Within the UK, as here in the past, many of those receiving welfare benefits have come to see them as something they were owed. They hold those supporting them in contempt, seeing them as nothing but wage earners to be exploited.
Like a mythical traveller seeking truth, a think tank has asked a profound question: what is fairness? And lo, the people have answered with (almost) one voice: what “fair” means is that those who are deserving shall receive, and those who are not shall be – well, not exactly cast out, but certainly not entitled to everything that’s going.
--snip--
After all these years of being morally blackmailed by the poverty lobby, harried by socialist ideologues and shouted at by self-serving public sector axe-grinders, the people are not cowed.
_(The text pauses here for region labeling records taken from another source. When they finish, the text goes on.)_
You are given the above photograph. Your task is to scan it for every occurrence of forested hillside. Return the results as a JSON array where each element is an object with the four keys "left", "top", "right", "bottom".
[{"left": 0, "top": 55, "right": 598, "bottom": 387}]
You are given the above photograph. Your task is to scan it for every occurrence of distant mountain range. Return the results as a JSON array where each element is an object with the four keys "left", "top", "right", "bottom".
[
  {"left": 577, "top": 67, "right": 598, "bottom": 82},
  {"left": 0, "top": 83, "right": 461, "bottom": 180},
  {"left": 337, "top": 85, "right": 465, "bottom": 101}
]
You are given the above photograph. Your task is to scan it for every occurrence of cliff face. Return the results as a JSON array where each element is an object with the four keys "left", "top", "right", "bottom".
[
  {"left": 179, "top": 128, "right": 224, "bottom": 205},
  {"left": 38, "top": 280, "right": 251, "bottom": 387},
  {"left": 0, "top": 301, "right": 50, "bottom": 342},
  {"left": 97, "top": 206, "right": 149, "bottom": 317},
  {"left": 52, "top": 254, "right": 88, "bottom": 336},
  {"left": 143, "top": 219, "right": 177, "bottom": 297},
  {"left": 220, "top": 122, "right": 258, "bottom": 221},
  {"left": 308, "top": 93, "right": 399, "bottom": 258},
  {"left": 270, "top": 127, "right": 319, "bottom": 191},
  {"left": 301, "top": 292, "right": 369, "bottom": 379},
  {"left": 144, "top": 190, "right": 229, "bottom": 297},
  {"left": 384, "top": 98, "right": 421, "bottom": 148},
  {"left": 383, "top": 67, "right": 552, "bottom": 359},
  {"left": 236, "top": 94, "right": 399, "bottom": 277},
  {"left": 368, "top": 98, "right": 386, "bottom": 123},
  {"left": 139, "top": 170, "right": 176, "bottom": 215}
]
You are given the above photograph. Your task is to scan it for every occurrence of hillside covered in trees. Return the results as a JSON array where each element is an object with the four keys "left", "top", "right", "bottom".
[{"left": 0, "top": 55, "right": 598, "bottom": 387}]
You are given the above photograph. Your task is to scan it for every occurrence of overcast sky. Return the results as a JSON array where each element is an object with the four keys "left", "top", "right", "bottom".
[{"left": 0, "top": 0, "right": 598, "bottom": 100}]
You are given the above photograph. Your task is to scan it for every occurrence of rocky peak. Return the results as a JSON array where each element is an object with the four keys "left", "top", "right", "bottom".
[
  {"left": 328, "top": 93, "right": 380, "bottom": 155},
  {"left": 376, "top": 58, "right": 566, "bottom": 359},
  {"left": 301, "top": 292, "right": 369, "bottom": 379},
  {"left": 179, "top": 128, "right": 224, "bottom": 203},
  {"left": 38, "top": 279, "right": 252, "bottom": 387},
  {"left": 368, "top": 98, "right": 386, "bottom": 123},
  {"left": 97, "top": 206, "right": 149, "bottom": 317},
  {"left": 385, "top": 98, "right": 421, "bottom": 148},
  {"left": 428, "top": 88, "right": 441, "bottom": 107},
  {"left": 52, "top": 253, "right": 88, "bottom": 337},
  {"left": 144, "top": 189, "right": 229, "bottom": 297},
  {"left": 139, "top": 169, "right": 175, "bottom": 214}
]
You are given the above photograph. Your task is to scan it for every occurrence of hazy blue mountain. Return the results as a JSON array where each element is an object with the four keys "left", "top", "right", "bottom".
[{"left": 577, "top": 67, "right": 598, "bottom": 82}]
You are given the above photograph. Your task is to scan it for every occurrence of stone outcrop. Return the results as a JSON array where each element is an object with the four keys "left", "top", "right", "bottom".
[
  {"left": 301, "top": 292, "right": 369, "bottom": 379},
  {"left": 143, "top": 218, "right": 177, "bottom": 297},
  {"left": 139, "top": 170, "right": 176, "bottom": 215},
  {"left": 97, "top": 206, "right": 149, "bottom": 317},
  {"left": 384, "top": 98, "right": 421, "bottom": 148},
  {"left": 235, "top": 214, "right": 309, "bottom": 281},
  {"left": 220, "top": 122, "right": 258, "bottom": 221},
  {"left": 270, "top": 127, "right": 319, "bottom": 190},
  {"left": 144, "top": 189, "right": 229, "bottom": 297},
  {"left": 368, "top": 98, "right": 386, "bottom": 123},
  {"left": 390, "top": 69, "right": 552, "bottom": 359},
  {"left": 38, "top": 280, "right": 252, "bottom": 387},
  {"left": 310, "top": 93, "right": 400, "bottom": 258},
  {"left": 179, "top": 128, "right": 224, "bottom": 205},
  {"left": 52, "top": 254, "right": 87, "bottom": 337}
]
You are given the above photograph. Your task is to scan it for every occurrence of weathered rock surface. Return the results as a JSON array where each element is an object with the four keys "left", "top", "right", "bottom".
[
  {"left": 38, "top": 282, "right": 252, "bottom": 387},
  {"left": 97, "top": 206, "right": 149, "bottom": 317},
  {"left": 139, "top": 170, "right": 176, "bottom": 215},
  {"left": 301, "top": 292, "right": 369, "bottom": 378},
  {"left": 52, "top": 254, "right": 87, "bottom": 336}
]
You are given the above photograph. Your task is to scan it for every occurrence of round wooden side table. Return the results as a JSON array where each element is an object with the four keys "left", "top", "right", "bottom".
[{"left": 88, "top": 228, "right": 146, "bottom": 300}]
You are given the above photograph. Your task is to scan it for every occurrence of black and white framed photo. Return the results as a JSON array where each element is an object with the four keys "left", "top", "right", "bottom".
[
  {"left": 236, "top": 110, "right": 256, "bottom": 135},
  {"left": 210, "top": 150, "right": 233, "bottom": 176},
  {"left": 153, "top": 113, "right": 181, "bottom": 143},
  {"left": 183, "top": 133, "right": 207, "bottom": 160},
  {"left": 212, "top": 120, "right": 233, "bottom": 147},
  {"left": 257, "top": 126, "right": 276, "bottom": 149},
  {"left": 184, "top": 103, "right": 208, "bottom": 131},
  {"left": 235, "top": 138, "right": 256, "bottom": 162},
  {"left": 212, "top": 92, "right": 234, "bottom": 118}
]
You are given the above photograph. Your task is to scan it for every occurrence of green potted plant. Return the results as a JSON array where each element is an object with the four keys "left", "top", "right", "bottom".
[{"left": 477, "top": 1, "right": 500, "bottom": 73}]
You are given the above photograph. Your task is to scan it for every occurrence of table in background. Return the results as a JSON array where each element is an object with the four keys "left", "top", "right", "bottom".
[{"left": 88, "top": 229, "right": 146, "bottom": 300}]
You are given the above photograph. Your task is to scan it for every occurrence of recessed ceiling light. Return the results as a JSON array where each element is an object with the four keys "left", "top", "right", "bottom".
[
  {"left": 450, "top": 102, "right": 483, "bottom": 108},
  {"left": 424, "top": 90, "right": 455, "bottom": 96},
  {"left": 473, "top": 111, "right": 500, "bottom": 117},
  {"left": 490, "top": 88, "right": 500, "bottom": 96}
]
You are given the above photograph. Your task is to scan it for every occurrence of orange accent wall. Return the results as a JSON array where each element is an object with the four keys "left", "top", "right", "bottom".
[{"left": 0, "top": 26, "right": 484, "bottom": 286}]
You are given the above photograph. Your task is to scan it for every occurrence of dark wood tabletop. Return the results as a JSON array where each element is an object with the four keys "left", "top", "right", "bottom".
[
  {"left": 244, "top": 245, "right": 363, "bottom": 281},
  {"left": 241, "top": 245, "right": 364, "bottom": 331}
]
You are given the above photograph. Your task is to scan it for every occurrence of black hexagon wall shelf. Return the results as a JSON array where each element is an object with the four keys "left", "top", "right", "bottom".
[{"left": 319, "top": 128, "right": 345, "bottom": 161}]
Even after being bludgeoned by the BBC thought monitors and browbeaten by Left-liberal media academics with the soft Marxist view of a “fair” society – from each according to his abilities, to each according to his needs – they have not bought it. They do not believe that if people are poor, it is necessarily society’s fault, and therefore society’s duty to deal with the consequences.
Welfare reform in the US during the Clinton Administration was based upon breaking the generational dependence upon government handouts, excising the able-bodied from the welfare roles and supporting the truly needy. And so the average Brit sees it now. Is it any wonder they are demanding changes in the welfare system as it exists now?